Lo so lo so, siamo in pieno Agosto: fa caldo, volete sorseggiare qualcosa di fresco e avere una lettura leggera, da ombrellone, di quelle che si divorano in un paio di giorni. Un giallo sarebbe perfetto! Invece, SDENG! Un saggio dritto fra capo e collo, come se la canicola non fosse già abbastanza. Ma della cara vecchia ROA e della sua attitudine sans-souci dovete fidarvi.

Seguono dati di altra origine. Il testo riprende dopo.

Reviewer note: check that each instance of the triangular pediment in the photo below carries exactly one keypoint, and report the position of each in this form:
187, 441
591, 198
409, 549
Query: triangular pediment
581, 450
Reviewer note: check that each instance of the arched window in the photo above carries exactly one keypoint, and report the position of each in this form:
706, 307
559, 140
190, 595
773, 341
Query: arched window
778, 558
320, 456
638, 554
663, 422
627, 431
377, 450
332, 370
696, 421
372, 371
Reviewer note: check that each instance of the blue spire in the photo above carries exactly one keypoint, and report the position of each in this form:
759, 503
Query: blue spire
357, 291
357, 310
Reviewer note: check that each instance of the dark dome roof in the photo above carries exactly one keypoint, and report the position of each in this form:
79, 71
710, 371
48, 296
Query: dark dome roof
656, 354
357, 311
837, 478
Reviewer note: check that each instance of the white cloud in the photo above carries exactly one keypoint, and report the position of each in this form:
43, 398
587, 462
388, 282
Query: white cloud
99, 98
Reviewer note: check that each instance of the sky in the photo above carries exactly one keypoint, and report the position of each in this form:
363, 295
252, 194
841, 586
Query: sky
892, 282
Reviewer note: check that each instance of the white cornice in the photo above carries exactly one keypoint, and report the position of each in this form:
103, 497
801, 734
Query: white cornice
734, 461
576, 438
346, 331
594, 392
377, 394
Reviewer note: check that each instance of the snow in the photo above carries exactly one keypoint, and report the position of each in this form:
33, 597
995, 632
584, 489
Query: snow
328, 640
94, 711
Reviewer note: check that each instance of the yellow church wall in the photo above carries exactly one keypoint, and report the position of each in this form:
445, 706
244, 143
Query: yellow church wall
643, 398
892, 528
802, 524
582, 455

Lo Storno di Mozart e altri animali famosi è un libro che si adatta ad ogni situazione. Non bisogna farsi ingannare dal fatto che appartenga alla sezione “saggistica”, perché per la velocità con cui le pagine vengono assorbite dal lettore potrebbe trovarsi anche nella sezione “bambini” di una libreria. Il merito va tutto ad Elena Passarello e alla sua abilità di scrittrice, specie nei sui campi più floridi, ovvero la cultura pop e il mondo naturale, che in questa ultima sua fatica formano una coppia che vale quanto una scala reale. Lo Storno di Mozart e altri animali famosi è un bestiario che smorza la sua ricchezza di dettagli e informazioni con un’ironia che si muove con la grazia di un’étoile di capitolo in capitolo. Diciassette animali famosi, dal 40.000 a.C. al 2015, vengono riportati in vita, affinché vengono conosciuti e venga meglio compreso il millenario e curioso rapporto tra uomo e animale.


 

“Un’era ammorbata può ottenebrare un giardino. Ogni spettatore si volta a destra, a sinistra e alle proprie spalle, domandandosi chi, nel loro cupo quartetto, sarà il prossimo a patire un’innaturale sciagura. Poiché quando i nostri clan esplodono in città, la natura reagisce con un morso, e “fa male”. Il diavolo tiene a freno la natura stringendole le orecchie, punta l’avversario, piazza una scommessa, e poi la sguinzaglia. La respingiamo e si rigenera; sei fauci naturali si lanciano senza darci il tempo di rifiatare.


 

Yuka la baby mammut; Vogel Staar; Jumbo II; il leone Cecil; e molti altri che vi lasciamo scorpire da voi.